A life of contrast
Am trying hard to lighten my blogs by animation but unfortunately I have not mastered the art in the time available...
Yesterday, I went to church twice. Not to be seen as doing the right thing, not out of obligation but out of a sense that I needed and wanted to go. At church, there is the freedom and the gentleness (usually!) to be yourself without having to struggle on. I do find it such a contrast to the world outside. As it nears 6 months since Daniel died many people don't know how to respond to the grief which we still carry. For some, the risk in trying to get close to us is too much, our burden too intense and we are too difficult to deal with (it's been said...) We wish too that we had the answers to this but it is just a process which has to be gone through. I am grateful to many of you who have helped wipe my tears and listen as the floodgates of grief burst open. I still believe that God knew what he was doing when he made Daniel and that he knew when he should have him back. Kevin and I do remember the good times but as Christmas and what would have been Daniel's second birthday dawns, we accept that we won't be much fun to be around just then. Daniel has changed us and given many precious things in his short life with us.

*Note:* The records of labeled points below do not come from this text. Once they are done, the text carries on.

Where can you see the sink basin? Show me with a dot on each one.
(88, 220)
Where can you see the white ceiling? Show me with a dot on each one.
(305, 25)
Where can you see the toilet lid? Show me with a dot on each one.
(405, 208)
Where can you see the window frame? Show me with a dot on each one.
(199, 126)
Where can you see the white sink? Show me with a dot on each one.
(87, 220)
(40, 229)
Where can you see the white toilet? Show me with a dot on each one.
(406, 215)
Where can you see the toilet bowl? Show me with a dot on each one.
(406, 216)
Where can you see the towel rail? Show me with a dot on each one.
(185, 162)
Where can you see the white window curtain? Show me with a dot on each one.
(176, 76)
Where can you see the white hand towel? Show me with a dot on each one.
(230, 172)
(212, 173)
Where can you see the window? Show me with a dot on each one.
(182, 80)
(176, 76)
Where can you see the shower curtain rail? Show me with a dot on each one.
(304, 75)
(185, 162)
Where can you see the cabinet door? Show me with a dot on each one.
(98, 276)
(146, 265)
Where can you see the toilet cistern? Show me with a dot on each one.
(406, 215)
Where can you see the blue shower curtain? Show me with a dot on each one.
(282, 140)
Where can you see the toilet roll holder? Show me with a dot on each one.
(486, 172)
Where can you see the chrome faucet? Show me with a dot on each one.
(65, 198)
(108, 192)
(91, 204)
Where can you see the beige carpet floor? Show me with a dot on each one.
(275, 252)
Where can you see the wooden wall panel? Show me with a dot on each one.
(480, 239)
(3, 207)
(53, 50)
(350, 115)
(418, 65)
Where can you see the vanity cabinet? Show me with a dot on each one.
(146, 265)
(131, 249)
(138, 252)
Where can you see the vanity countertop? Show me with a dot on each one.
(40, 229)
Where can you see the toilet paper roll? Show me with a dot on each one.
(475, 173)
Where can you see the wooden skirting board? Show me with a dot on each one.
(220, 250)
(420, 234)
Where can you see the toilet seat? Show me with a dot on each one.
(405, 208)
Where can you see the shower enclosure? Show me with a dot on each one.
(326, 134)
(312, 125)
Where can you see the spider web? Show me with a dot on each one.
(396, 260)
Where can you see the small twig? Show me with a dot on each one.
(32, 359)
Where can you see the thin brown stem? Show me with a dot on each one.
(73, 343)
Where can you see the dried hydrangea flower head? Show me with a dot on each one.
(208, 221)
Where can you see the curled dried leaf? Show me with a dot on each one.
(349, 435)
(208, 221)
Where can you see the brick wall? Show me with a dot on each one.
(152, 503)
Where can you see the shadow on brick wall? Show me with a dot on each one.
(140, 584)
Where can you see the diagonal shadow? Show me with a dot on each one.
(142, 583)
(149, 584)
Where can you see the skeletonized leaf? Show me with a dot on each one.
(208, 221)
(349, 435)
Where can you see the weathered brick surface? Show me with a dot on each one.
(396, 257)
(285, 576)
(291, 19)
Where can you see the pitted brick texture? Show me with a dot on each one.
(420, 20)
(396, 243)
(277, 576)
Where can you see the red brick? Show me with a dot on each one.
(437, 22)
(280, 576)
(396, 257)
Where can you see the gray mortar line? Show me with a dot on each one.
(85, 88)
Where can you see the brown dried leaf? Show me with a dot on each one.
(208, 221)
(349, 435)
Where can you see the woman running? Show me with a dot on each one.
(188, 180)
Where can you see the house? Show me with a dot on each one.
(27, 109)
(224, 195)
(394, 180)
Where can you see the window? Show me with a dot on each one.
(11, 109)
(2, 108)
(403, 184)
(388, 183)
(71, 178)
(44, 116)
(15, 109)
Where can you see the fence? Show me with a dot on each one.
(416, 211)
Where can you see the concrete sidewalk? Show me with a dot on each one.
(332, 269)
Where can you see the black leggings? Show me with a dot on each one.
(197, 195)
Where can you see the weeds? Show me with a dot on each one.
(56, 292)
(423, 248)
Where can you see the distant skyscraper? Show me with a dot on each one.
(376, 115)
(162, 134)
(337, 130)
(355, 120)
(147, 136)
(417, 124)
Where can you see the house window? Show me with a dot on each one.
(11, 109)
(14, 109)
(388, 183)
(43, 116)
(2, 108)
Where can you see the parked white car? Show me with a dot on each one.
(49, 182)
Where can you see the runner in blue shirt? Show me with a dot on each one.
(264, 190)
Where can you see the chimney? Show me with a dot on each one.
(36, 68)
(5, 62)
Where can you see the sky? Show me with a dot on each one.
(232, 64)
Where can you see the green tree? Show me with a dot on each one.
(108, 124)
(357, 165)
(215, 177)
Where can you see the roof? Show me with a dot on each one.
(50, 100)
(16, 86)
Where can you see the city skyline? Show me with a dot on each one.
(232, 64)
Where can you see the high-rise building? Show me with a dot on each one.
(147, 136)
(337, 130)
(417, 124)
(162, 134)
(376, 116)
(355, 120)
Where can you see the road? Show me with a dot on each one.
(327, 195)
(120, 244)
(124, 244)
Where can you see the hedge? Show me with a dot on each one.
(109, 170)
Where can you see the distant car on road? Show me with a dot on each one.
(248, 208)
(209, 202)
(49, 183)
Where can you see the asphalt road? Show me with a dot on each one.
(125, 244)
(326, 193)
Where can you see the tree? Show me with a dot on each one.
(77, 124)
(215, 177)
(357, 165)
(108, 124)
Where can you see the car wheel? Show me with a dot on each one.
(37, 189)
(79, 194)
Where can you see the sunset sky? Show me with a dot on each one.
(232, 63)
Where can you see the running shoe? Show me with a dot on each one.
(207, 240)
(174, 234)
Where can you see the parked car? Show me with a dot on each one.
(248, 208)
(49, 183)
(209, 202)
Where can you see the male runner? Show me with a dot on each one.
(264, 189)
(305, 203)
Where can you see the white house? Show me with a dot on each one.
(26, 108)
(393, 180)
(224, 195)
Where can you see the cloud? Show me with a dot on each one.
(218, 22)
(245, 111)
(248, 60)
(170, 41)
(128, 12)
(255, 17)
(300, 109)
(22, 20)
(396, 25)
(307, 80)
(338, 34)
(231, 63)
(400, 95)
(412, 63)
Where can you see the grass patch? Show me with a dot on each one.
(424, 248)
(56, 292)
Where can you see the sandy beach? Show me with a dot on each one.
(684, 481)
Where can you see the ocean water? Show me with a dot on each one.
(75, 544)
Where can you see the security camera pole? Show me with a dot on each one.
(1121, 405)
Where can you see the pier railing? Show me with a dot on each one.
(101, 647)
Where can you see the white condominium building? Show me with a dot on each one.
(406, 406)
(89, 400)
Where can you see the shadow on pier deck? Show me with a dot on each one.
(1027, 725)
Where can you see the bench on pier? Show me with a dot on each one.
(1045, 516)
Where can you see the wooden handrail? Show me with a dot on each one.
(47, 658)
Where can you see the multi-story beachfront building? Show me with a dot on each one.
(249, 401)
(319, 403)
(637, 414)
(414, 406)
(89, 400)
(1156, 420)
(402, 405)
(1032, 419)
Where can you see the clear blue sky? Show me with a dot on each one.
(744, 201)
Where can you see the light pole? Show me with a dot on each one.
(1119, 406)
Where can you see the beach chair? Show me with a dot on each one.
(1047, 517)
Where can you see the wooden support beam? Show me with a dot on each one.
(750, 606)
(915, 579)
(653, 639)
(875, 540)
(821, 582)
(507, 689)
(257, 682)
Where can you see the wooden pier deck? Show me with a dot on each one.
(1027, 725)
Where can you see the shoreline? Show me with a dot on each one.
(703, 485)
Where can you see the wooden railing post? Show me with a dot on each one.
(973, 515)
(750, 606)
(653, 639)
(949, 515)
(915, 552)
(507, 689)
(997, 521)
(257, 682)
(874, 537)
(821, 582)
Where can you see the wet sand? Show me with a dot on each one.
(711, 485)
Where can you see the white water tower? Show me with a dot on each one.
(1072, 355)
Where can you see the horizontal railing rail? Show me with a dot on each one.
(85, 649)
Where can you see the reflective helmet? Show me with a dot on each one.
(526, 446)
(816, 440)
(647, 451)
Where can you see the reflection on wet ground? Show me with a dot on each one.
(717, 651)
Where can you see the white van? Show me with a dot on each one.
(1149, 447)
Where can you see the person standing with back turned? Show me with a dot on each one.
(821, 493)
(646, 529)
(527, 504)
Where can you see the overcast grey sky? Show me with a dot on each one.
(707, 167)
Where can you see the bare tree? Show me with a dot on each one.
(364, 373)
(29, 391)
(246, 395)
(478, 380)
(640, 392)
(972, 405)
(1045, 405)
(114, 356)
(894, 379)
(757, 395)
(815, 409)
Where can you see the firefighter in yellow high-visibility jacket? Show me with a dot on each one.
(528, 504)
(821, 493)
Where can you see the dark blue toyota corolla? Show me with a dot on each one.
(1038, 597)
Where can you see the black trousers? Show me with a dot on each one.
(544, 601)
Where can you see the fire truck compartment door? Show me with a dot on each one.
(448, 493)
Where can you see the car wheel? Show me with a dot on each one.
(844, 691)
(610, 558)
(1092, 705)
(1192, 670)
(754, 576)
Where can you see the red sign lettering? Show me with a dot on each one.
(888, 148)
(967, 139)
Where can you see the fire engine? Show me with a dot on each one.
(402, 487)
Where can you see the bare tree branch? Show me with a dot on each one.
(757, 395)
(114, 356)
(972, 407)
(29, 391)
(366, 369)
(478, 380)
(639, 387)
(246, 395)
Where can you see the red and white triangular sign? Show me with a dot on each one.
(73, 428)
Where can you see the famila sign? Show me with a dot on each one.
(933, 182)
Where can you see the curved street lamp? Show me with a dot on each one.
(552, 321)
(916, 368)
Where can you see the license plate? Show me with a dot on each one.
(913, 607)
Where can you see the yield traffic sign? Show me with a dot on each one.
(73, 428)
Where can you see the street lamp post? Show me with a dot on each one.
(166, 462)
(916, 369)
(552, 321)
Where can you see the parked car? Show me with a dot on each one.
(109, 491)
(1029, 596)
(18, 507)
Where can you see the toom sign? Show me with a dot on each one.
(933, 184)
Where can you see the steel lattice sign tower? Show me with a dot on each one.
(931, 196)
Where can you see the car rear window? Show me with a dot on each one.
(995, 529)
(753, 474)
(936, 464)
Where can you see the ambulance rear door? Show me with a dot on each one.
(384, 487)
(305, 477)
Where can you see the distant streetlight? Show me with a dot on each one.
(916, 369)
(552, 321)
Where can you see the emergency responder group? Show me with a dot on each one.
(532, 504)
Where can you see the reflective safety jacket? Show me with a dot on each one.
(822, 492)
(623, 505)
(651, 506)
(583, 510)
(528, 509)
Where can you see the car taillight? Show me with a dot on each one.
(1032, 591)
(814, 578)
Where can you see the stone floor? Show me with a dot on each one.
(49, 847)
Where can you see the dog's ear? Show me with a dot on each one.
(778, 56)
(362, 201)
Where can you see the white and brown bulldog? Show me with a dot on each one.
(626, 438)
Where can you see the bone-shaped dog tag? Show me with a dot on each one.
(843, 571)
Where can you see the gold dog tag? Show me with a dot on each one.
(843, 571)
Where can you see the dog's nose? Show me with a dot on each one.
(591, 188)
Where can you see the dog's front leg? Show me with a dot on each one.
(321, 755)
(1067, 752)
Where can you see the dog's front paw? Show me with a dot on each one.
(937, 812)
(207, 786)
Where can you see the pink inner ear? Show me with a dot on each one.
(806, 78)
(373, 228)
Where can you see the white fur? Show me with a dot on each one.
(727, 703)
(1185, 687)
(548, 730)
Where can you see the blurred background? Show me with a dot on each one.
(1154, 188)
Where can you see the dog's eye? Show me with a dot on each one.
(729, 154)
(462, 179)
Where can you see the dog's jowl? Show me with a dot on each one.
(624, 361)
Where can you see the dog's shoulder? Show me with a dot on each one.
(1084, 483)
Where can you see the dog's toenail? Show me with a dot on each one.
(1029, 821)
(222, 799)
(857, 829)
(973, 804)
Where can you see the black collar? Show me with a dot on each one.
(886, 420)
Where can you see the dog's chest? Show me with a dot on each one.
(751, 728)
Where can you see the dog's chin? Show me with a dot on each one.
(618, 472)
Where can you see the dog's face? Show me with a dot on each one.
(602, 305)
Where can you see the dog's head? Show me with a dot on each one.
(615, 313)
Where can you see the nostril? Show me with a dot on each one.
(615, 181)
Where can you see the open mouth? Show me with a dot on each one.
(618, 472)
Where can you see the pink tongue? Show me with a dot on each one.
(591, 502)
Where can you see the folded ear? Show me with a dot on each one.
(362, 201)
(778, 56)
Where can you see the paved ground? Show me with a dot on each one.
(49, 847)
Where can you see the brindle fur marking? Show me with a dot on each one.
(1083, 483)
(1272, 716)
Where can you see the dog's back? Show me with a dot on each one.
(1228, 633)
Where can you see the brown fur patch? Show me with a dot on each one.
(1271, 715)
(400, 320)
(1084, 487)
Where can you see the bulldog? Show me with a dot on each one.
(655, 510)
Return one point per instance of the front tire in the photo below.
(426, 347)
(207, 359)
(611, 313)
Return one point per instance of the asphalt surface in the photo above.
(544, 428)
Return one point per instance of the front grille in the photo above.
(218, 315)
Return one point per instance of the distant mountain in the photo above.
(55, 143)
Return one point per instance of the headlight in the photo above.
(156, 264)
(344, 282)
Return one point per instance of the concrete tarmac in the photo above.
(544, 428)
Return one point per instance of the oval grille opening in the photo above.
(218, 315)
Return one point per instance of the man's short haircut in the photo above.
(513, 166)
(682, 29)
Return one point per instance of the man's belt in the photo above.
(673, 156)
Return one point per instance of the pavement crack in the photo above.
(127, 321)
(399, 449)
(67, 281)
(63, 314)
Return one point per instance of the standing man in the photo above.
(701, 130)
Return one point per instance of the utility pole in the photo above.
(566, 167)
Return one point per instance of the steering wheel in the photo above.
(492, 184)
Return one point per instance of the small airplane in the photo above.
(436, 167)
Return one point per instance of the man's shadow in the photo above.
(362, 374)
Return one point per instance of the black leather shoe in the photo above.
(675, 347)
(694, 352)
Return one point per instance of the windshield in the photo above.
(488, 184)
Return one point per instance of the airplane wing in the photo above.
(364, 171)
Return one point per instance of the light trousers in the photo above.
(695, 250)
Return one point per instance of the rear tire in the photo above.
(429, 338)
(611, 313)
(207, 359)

Today we went to the Cinema to see Wallace and Gromit which we liked. A gentle comedy requiring no concentration - right up my street and we went for a eat as much as you can Chinese beforehand. Feel lovely and relaxed and it is only Monday!!
Tomorrow I am back at my writing course and will get the results of my chair masterpiece. I am looking foward to going although it will be a huge wrench to get me there. One of my former Doctors said to me that human beings were designed to hibernate and I really do feel the urge...
I am getting some very positivie feedback on my temporary assignment and hope to bring you some more news shortly.
2 Comments:
When can we read this chair masterpiece?
Too difficult to deal with???? Sarah when I see you at church I love to come to you and chat with you, not out of a sense of duty but because you are a great person, nobody has the answers and sometimes all I can say sounds so feeble but who you are is very much appreciated, sometimes as Christians we try to be too positive when actually the person feels like pants and doesn't always need words of being positive, just the ability to express how they feel and I hope and pray you and Kevin feel able to do this with those who care about you lots.